Pence’s pettiness is so unbecoming

You have pettiness … and then you have Vice President Mike Pence.

The VP, who heads the Trump administration coronavirus pandemic response task force, has issued the strangest decree I can imagine.

He has ordered Drs. Anthony Fauci and Deborah Birx — the task force’s preeminent medical experts on infectious disease — to stop appearing on CNN. Why? Because the network has chosen not to cover the entire task force briefings, which almost daily devolve into a campaign riff Donald J. Trump.

The president says nothing of importance at these briefings. Fauci and Birx, though, do offer expertise and knowledge of the fight in which we are engaged. CNN has chosen to report later what the principals say rather than covering them live.

That’s not good enough, says Pence.

If the briefings concentrated exclusively on the medical issues and if they focused more on the doctors than on the president, I could understand covering these events fully in real time. They don’t. They  become a forum for Trump to lie, to misdirect, to criticize others for the failings of his administration’s response to the pandemic.

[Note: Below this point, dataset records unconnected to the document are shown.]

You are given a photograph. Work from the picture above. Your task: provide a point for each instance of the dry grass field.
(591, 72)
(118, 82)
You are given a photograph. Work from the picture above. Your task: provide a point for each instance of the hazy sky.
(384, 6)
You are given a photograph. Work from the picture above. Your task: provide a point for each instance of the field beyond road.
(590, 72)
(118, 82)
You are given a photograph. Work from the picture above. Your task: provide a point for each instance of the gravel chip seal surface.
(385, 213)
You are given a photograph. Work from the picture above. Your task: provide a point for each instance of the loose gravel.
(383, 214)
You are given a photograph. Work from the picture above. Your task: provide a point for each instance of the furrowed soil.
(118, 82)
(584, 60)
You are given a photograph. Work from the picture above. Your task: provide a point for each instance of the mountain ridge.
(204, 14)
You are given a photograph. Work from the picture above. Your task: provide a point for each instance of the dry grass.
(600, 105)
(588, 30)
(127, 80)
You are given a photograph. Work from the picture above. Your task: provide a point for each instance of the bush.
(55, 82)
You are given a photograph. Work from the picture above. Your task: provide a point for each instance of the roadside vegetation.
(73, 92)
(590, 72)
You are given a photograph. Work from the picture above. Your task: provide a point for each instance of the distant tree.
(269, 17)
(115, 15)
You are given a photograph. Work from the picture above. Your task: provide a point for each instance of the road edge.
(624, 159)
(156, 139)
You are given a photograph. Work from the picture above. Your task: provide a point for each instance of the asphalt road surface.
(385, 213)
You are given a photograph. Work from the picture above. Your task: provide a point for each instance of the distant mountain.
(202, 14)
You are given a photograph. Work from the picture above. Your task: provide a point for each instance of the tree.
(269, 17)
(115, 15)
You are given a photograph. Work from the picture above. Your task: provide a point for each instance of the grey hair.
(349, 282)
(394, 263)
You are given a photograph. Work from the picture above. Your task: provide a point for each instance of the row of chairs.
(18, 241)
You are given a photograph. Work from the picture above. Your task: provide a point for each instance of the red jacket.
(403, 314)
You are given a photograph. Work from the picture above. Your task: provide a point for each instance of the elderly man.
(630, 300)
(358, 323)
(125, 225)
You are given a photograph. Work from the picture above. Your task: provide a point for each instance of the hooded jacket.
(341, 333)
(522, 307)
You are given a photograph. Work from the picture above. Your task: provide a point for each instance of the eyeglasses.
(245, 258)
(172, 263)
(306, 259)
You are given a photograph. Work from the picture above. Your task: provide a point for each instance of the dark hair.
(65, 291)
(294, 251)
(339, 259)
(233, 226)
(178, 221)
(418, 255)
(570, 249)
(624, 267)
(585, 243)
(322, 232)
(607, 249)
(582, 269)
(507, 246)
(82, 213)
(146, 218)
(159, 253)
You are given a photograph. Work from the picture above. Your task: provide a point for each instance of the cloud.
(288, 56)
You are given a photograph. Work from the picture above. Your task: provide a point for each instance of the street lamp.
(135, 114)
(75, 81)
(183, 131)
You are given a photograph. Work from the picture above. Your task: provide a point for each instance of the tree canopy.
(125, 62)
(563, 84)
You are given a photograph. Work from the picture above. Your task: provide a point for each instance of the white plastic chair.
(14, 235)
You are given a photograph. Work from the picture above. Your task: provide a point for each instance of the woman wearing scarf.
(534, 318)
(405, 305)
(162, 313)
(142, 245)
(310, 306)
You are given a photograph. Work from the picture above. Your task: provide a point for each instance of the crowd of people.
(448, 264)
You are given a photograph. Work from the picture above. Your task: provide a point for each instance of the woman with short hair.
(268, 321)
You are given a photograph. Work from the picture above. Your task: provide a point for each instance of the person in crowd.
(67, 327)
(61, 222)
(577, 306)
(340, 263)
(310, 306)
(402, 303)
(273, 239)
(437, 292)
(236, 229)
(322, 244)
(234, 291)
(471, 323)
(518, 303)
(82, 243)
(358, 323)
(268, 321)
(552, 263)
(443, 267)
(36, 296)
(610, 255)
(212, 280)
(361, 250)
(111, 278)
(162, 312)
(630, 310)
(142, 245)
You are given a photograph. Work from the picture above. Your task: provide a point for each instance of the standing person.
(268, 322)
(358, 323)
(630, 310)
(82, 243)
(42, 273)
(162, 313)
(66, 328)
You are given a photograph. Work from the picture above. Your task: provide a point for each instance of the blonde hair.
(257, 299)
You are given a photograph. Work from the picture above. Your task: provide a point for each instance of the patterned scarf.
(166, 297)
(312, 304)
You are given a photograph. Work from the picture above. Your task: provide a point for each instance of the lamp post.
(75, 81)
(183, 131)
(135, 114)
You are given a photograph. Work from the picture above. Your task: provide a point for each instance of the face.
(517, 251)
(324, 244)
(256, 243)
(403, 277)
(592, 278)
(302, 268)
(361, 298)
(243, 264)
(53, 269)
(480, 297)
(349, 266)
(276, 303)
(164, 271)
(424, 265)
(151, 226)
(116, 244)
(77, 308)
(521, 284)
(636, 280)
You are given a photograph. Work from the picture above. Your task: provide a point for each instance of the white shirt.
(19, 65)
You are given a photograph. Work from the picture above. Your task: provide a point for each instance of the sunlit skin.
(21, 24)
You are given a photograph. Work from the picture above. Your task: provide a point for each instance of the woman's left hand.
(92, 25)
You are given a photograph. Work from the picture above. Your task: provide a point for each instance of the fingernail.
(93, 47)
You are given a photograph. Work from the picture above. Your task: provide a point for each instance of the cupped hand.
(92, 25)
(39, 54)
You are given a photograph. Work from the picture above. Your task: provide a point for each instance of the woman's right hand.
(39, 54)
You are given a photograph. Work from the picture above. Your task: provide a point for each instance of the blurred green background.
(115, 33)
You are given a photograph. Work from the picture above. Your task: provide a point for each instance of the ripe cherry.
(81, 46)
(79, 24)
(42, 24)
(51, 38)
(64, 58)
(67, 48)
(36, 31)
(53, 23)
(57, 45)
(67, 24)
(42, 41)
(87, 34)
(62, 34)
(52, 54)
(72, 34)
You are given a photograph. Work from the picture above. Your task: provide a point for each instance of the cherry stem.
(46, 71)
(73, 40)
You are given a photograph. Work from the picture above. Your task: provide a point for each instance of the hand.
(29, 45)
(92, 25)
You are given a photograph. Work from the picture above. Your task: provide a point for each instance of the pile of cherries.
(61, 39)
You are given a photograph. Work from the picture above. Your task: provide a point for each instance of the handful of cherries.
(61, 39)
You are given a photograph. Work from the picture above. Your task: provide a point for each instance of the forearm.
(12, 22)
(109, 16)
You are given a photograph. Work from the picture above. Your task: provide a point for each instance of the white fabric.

CNN is not the only major media outlet to cease airing the briefings in their entirety. As Yahoo.com reported:

The New York Times, another outlet that has been a target of the Trump administration’s ire, stopped airing the briefings on its website entirely.

“We stopped doing that because they were like campaign rallies,” Elisabeth Bumiller, the paper’s Washington bureau chief, told the Washington Post. “The health experts often have interesting information, so we’re very interested in that, but the president himself often does not.”

Mike Pence petulance rips a page straight from the Donald Trump playbook. It’s disgraceful.